De uma forma analógica, eu diria que a função literária e teológica de Josué 5:13–15 requer de nós, leitores, tirarmos nossa sandália do nosso pé antes de seguirmos adiante na interpretação da narrativa da conquista de Canaã. Esse é um lugar sagrado, reivindicado por Deus, e corremos grande perigo se nos aproximarmos desse texto em busca de confirmação da nossa supremacia sobre os outros, do nosso direito de posse e domínio para justificar interpretações e ações violentas contra um grupo que entendemos como “pecadores”, “merecedores da ira divina”, “os de fora”. Essa não é a relação entre povos que promove uma negociação de identidade e submissão aos propósitos de Deus para a “terra prometida”.

VIOLÊNCIA E SANTIDADE

Essa interpretação da função de Josué 5:13–15 é confirmada quando comparamos essa cena com outras duas em que um representante de Yahweh aparece com a espada desembainhada. A primeira cena comparativa é 1 Crônicas 21:16. A narrativa é famosa. Davi dá ordens aos seus comandantes (שָֹרֵי, v. 2) para fazerem um censo, com claros propósitos militares, já que a contagem é feita de “homens que desembainham a espada” (אִישׁ שֹׁלֵף חָרֶב, v. 5). Essa atitude de Davi é descrita pelo narrador como profundamente negativa, já que é o “adversário” (שָׂטָן, v. 1) quem incita Davi a agir assim, um dos comandantes hesita a cumprir a tarefa (v. 3) que acha repulsiva (v. 6), e o texto é explícito sobre como a atitude de Davi desagradou a Deus (v. 7) provocando uma punição severa contra Israel (vv. 8–30). O motivo para tamanha desaprovação não fica claro. Mas certamente existe uma relação contrastante entre poderio militar e presença divina. A narrativa funciona como um tipo de etimologia, uma narração das origens, do local do templo de Jerusalém. O censo é feito para homens que desembainham a espada, e o mensageiro de Yahweh enviado para destruir Jerusalém é apresentado com sua espada desembainhada, assim como o comandante do exército de Yahweh em Josué 5:13. Davi, assim como Josué, “levanta e os olhos e olha” (v. 16). Mesmo depois que a punição divina havia passado, Davi nunca mais se aproximou do santuário de Yahweh, por medo “da espada do mensageiro de Yahweh” (חֶרֶב מַלְאַךְ יְהוָה, v. 30). Uma reivindicação de poder militar por parte de Israel se torna não somente um motivo para punição divina, mas também um obstáculo incompatível com a presença divina num lugar sagrado.

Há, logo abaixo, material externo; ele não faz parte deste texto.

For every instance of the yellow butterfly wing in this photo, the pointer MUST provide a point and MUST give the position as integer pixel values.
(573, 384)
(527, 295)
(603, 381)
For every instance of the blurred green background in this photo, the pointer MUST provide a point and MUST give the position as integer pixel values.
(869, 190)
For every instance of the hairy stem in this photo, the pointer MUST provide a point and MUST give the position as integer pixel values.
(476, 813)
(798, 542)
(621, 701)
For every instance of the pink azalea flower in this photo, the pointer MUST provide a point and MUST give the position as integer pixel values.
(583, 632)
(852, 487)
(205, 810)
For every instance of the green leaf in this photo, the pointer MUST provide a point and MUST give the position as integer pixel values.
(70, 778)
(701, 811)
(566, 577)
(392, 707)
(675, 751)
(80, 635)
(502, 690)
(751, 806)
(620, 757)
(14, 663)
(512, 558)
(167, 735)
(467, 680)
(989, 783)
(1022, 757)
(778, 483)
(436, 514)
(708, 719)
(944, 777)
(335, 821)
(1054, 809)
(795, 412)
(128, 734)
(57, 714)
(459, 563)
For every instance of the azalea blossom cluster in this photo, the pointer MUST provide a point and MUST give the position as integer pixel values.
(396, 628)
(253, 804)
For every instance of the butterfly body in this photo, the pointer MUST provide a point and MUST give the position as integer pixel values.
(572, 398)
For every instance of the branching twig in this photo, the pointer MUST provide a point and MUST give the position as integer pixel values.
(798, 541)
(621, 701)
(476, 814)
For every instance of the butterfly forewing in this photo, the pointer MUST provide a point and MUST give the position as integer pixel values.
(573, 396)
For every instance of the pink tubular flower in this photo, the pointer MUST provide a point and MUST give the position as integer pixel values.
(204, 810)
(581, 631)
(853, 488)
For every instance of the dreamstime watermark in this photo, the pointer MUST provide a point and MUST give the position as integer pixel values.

A comparação de Josué 5:13–15 com 1 Crônicas 21 nos ajuda a perceber que a cena de um representante de Yahweh com a espada desembainhada não serve de confirmação de apoio divino para o empreendimento militar de Israel. O exato oposto disso é verdade. Ambas as cenas apresentam Deus em oposição a um possível empreendimento militar de Israel como reivindicação de sua relação privilegiada com Deus. As cenas demonstram que uma relação privilegiada com Deus, um tipo de eleição feita em aliança, não condiz com reinvindicações de poder e domínio sobre outros povos, especialmente, por meio do poder militar. A espada na mão de Israel se voltando contra si mesmo como uma espada na mão do representante de Yahweh que se opõe a Israel.

Com essa importante lição em vista, podemos seguir com a segunda comparação, agora com Números 22 e a narrativa de Balaão e sua jumenta. Temas semelhantes vão aparecer aqui, mas enquanto em Josué 5:13–15 e 1 Crônicas a espada do representante de Yahweh é apontada contra o próprio Israel, em Números 22 a ameaça é contra um inimigo de Israel. Dessa forma, nessa comparação entre Josué 5:13–15 e Números 22, poderemos aprender sobre quem são os inimigos de Israel contra quem a espada de Yahweh se apresenta como ameaça.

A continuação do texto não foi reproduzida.